It's also been said that some people have the shape of Lisp in their head, and when they learn Lisp, their heads fit it by nature, and other people don't have that innate meshing. I certainly found Lisp to mesh with my head well.
Oh yes. It can be hard to get started with Common Lisp, just in terms of getting an environment working. I have a tutorial site to help with that(plug plug plug): http://articulate-lisp.com/
That's why I never regretted trying to learn Common Lisp some time ago, even though I didn't ship anything into production, and why I really do enjoy doing the same thing with Erlang right now, i.e. trying to understand it and getting as comfortable with it as I can get (and preferably this time maybe putting something out there).
Both these experiences helped me see programming differently, a change of "paradigm" as you very well put it, so now even when I get back to Python or PHP I feel like I'm a better programmer. Plus, there's something to be said about the fact that always trying to learn new and interesting stuff and not only focusing on "shipping code" is what keeps one's passion at higher levels.

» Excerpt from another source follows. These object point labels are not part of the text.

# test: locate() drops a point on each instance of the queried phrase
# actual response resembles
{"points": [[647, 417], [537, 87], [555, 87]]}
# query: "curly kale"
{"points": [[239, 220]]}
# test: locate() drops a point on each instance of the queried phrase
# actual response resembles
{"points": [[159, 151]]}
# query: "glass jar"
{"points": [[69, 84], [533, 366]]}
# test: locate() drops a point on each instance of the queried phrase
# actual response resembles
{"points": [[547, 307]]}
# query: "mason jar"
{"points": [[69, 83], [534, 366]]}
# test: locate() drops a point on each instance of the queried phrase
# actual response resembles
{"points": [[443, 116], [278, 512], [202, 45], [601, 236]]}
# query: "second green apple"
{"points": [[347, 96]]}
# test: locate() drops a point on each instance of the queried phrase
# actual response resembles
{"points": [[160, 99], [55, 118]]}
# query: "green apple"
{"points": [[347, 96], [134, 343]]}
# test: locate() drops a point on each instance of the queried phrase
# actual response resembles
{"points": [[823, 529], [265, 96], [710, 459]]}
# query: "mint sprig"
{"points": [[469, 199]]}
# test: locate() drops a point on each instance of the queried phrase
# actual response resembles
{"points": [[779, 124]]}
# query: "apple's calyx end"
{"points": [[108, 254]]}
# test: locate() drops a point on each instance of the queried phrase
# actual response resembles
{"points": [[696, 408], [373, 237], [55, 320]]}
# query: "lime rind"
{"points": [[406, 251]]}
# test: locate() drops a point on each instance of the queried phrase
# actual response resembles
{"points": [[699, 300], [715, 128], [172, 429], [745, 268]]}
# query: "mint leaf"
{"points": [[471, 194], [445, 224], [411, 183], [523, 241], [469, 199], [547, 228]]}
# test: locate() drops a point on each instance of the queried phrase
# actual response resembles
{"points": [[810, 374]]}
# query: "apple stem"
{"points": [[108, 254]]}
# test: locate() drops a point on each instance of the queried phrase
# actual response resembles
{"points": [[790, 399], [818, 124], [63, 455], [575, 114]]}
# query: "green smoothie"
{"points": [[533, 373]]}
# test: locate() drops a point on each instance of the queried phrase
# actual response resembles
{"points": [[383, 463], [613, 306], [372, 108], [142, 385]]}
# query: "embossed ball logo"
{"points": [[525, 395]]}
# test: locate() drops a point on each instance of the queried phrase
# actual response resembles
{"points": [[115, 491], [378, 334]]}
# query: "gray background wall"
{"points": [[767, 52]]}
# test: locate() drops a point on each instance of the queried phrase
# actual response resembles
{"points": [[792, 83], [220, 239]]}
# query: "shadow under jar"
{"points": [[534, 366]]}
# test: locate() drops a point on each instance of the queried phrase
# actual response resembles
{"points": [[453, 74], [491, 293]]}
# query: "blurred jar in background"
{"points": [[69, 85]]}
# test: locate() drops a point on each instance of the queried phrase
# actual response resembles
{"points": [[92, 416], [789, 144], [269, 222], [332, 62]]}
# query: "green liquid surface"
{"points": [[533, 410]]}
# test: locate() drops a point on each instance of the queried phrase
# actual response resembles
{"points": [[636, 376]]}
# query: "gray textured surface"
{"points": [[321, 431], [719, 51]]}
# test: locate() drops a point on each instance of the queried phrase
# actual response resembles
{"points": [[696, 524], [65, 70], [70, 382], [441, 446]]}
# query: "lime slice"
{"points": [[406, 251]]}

After almost 10 years in this trade I've found that passion at what you're doing is a very valuable and in the same time very volatile resource.
I couldn't break that thinking in college and struggled every day of my software engineering course where we implemented a Pascal compiler in Scheme. It wasn't until 10 years later that I started to get a handle on functional programming, due in part to some trickle-down from my Emacs config files. :)
>>Just because Erlang isn't immediately accessible to you, it doesn't mean it isn't any good for shipping in 48 hours.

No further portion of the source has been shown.